2015 number of input sub-sequences in the US qualifying round of programming, 2015

2015 number of input sub-sequences in the US qualifying round of programming, 2015

Time Limit: 2000 ms
Single-point time limit: 1000 ms
Memory limit: 256 MB
Description
Returns the number of subsequences of input strings. The reversed Character Sequence is still the same as the original sequence. For example, in the string aba, the input sub-sequence is "a", "a", "aa", "B", and "aba". There are five sub-sequences in total. Subsequences with the same content and different locations calculate different subsequences.

Input
The first line is an integer T, indicating the number of data groups. Followed by T group data, each group of data is a string.

Output
Output a row of data in each group in the format of "Case # X: Y". X indicates the data number (starting from 1) and Y indicates the answer. The answer is modulo 100007.

Data range
1 ≤ T ≤ 30
Small Data
String Length ≤ 25
Big Data
String Length ≤ 1000

Sample Input
5
Aba
Abcbaddabcba
12111112351121
Ccccccc
Fdadfa
Sample output
Case #1: 5
Case #2: 277
Case #3: 1333
Case #4: 127
Case #5: 17

Analysis:
1.For interval-type DP, Let's first look at the state equation: for example, to find the number of input subsequences in the range I to j. ① When s [I] = s [j, for example, ".... A ",D [I] [j] = d [I] [J-1] + d [I + 1] [j] + 1(D [I] [j] = 2 * d [I + 1] [J-1] + d [I] [J-1] + d [I + 1] [j] + 1- 2 * d [I + 1] [J-1]Simplified.
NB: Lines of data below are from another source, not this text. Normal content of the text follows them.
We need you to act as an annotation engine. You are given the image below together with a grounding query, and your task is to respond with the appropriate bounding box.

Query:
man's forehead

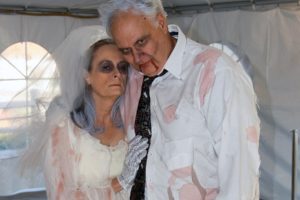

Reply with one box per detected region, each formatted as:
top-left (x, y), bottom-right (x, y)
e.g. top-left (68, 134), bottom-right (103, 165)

top-left (111, 15), bottom-right (150, 48)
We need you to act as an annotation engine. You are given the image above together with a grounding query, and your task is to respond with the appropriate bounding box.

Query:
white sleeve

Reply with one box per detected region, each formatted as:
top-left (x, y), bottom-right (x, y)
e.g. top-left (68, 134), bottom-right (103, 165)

top-left (203, 59), bottom-right (260, 200)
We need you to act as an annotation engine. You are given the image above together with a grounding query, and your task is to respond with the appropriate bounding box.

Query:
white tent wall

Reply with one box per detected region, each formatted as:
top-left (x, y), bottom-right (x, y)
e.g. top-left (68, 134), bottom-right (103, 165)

top-left (0, 7), bottom-right (300, 200)
top-left (0, 15), bottom-right (100, 196)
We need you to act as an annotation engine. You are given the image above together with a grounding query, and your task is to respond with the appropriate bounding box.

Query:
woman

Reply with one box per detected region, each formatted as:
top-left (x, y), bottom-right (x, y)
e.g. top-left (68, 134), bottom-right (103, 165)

top-left (21, 27), bottom-right (148, 200)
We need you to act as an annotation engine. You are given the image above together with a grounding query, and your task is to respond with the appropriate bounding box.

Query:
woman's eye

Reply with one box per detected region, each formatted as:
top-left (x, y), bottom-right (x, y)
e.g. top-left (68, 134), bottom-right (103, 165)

top-left (138, 39), bottom-right (146, 46)
top-left (99, 62), bottom-right (114, 73)
top-left (117, 61), bottom-right (129, 74)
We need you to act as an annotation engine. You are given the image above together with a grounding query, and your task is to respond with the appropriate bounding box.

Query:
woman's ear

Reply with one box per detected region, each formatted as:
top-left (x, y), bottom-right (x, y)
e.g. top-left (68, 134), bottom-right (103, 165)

top-left (156, 13), bottom-right (168, 32)
top-left (85, 73), bottom-right (91, 85)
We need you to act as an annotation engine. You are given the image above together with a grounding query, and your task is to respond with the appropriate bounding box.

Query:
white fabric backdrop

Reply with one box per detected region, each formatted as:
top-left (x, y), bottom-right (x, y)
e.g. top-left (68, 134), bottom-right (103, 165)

top-left (0, 8), bottom-right (300, 200)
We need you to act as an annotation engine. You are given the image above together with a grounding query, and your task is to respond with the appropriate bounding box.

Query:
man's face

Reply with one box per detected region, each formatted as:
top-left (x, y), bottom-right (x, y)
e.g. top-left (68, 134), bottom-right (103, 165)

top-left (111, 11), bottom-right (172, 76)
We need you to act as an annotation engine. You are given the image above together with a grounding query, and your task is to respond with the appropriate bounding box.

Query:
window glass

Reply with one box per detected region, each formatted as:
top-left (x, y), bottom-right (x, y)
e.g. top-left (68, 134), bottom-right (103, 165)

top-left (0, 42), bottom-right (59, 158)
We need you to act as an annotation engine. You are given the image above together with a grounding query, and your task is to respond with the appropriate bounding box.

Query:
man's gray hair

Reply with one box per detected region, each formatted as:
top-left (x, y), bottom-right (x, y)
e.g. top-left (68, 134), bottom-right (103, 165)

top-left (98, 0), bottom-right (167, 35)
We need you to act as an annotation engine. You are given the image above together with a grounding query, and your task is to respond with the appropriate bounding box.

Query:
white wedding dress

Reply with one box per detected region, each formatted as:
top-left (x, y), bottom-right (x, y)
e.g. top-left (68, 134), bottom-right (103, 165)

top-left (44, 118), bottom-right (129, 200)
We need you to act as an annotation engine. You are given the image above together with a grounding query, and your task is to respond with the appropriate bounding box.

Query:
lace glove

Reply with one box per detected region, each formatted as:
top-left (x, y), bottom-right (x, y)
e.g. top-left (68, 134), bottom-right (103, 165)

top-left (117, 135), bottom-right (149, 190)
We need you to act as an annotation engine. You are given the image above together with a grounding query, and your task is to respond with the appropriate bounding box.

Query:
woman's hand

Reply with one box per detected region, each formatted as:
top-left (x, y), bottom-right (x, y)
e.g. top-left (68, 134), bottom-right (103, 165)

top-left (117, 135), bottom-right (149, 190)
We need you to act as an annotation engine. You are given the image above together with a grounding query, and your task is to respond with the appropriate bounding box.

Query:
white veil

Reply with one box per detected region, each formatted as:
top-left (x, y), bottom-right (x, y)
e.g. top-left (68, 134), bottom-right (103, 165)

top-left (21, 25), bottom-right (108, 176)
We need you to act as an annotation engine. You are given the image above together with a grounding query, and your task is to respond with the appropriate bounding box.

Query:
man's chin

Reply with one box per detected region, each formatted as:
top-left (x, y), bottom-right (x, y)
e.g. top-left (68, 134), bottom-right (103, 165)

top-left (140, 65), bottom-right (159, 76)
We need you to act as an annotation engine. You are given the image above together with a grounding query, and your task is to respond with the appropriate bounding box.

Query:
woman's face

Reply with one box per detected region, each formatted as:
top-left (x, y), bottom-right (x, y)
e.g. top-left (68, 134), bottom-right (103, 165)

top-left (86, 44), bottom-right (129, 100)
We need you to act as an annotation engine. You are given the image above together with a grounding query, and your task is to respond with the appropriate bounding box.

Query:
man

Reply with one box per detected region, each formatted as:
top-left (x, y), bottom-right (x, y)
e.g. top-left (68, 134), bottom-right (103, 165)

top-left (100, 0), bottom-right (260, 200)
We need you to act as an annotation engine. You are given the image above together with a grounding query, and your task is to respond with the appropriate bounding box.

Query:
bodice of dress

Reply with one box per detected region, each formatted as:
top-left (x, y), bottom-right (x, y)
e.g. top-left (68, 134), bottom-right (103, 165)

top-left (44, 117), bottom-right (129, 200)
top-left (78, 132), bottom-right (127, 187)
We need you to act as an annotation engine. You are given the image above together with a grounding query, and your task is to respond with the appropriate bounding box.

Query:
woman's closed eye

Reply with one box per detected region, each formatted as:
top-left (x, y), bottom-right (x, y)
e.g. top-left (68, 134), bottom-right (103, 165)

top-left (98, 60), bottom-right (129, 74)
top-left (98, 61), bottom-right (114, 73)
top-left (117, 61), bottom-right (129, 74)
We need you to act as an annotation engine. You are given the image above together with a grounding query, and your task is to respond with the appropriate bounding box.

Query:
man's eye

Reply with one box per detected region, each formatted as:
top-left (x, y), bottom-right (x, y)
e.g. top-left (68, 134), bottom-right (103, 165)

top-left (137, 39), bottom-right (146, 47)
top-left (121, 49), bottom-right (130, 55)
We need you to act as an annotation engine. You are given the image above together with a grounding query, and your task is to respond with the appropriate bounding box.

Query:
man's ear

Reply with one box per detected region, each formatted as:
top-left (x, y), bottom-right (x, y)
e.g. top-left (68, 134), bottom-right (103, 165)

top-left (156, 13), bottom-right (168, 33)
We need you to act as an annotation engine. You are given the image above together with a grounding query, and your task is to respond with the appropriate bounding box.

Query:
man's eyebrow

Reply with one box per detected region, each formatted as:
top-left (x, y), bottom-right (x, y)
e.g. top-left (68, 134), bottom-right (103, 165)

top-left (134, 34), bottom-right (150, 45)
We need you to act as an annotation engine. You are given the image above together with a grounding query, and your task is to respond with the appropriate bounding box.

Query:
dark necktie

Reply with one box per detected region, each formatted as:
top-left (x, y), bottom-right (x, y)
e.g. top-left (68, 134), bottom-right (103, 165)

top-left (130, 70), bottom-right (167, 200)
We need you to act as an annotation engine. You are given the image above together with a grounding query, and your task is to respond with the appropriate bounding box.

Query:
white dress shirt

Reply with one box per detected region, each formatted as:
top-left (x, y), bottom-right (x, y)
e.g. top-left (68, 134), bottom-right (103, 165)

top-left (122, 25), bottom-right (260, 200)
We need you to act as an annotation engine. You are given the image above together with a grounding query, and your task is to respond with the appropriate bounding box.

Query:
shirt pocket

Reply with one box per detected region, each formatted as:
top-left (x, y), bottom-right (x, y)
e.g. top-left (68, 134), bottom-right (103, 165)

top-left (160, 98), bottom-right (210, 170)
top-left (159, 98), bottom-right (205, 142)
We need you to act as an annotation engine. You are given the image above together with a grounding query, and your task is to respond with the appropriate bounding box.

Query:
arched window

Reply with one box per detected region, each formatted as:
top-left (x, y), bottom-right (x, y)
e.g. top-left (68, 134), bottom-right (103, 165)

top-left (0, 42), bottom-right (58, 158)
top-left (210, 43), bottom-right (253, 79)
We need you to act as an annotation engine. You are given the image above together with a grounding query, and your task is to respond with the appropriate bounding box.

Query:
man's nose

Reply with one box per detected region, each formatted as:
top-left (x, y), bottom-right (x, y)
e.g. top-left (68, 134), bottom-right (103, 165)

top-left (132, 49), bottom-right (142, 64)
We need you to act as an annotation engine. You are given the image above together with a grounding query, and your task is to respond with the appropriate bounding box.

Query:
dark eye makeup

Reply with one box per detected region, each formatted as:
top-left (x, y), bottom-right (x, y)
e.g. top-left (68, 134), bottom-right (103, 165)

top-left (98, 60), bottom-right (129, 74)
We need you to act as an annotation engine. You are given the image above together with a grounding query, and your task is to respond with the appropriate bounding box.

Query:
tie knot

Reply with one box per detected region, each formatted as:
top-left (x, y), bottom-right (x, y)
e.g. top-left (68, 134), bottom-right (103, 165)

top-left (144, 69), bottom-right (168, 86)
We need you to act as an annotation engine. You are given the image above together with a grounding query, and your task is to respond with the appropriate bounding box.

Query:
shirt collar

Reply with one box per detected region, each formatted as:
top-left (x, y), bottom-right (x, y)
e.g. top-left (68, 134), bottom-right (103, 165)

top-left (165, 24), bottom-right (187, 79)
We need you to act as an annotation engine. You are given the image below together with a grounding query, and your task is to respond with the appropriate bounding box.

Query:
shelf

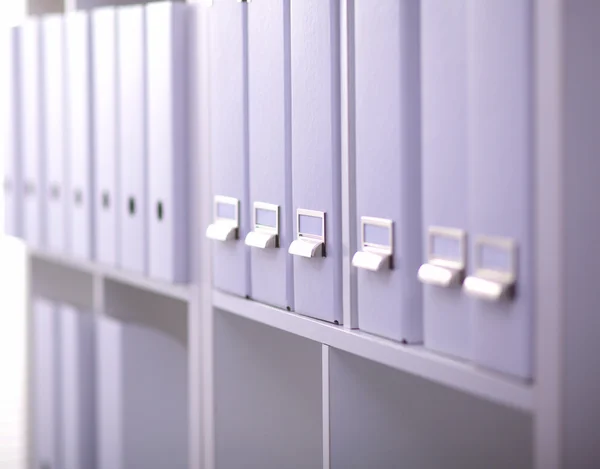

Explanation: it is known that I + 1 to J-1 has d [I + 1] [J-1] Input subsequences, and s [I] = s [j], then it can form a d [I + 1] [J-1] echo sub-sequence with the middle (string I + 1 to J-1) known, coupled with the original string contained in the middle of the sub-sequence of 2 * d [I + 1] [J-1], two a combination of "aa" is also the return, so add 1, calculate the sub-sequences of a and intermediate strings on both left and right, respectively, but this time is not complete yet. Note: When calculating the and intermediate strings on both left and right, calculate the substring contained in the intermediate string twice, so subtract 2 * d [I + 1] [J-1]); ② When s [I]! = S [j,D [I] [j] = d [I] [J-1] + d [I + 1] [j]-d [I + 1] [J-1]. This can be analyzed as well as above.
2.D [I + 1] [J-1], d [I] [J-1], d [I] [], d [I + 1] [j] is used for finding the range I to j. This is precisely why the interval-type DP generally starts from a relatively small interval and does not expand the interval. The subintervals used for the current range (I, j) have been completed before. so is the sentence, just use it directly.
Disagree in that place. Please point out and learn from each other !!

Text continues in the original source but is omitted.